The first photograph I made was in 1956, probably of the Rose Parade because I had been given a camera for Christmas, a Brownie Hawkeye 127. It came with one roll of color film and a flash, neither of which I use in my work.
The years between my first camera and some sort of formal photography classes included a grounding in graphic arts, design and printmaking.
In 1974 I attended the Ansel Adams Workshop in Yosemite, California. It was part of my independent study program in college. That experience changed the way I understood photography; it changed what I knew about being a photographer and what it meant to be an artist/photographer. A question I'm still grappling with today. It also caused me to reevaluate my commitment to photographing the landscape. I realized I needed to change to a larger format if I was going to concentrate on the landscape and the process of printing platinum.
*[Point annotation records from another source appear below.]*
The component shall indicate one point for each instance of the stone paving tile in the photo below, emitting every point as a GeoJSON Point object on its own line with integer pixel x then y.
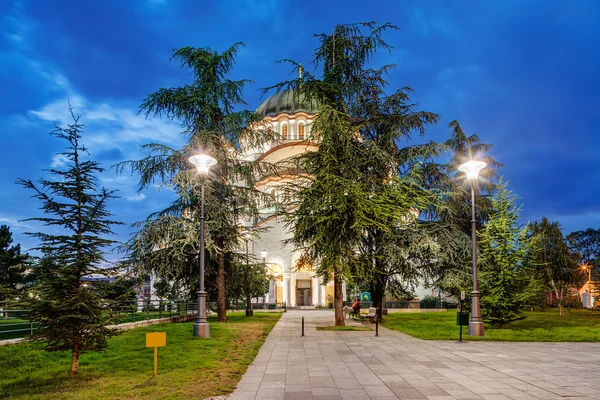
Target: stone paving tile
{"type": "Point", "coordinates": [356, 365]}
{"type": "Point", "coordinates": [353, 394]}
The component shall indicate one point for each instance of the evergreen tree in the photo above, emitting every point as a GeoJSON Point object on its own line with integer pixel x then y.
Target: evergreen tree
{"type": "Point", "coordinates": [506, 285]}
{"type": "Point", "coordinates": [365, 184]}
{"type": "Point", "coordinates": [211, 112]}
{"type": "Point", "coordinates": [13, 265]}
{"type": "Point", "coordinates": [72, 315]}
{"type": "Point", "coordinates": [585, 245]}
{"type": "Point", "coordinates": [550, 256]}
{"type": "Point", "coordinates": [454, 269]}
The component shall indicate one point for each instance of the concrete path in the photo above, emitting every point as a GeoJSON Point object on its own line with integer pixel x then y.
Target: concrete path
{"type": "Point", "coordinates": [357, 365]}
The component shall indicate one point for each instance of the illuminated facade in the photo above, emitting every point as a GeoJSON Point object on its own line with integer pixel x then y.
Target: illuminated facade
{"type": "Point", "coordinates": [291, 117]}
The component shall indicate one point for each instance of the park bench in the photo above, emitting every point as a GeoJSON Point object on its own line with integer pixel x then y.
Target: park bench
{"type": "Point", "coordinates": [370, 316]}
{"type": "Point", "coordinates": [356, 313]}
I don't photograph the "grand landscape" in the Adams or Weston sense, but concern myself with the subtle more personal vistas that surround me. I think I was attracted to photography because for the most part photographs give you a seemingly traditional representation of what is "there". The photographer can be passive observer or active participant in any event. And yet one has control over the image produced by making choices concerning composition, light and subject.
Making platinum prints is a contact print process requiring the use of large format cameras. I feel the larger camera causes me to consider each photograph very carefully and since it is not possible to manipulate the image in the darkroom through enlargement or other traditional techniques, each image needs to be complete at the moment it is exposed. What I like about the platinum process is that it has a whole different feel; it evokes the subtleties of the landscapes I choose to photograph and it becomes a part of the paper rather than only a new surface as with silver prints. It combines for me the processes of fine art printmaking and photography in a much more intimate way.
I plan to continue to create photographs in the landscape for there are still many areas both literally and figuratively that I would like to explore. The rapidly diminishing wilderness areas, in the United States and the unrelenting forces of nature will provide a continuing source of subject matter for me.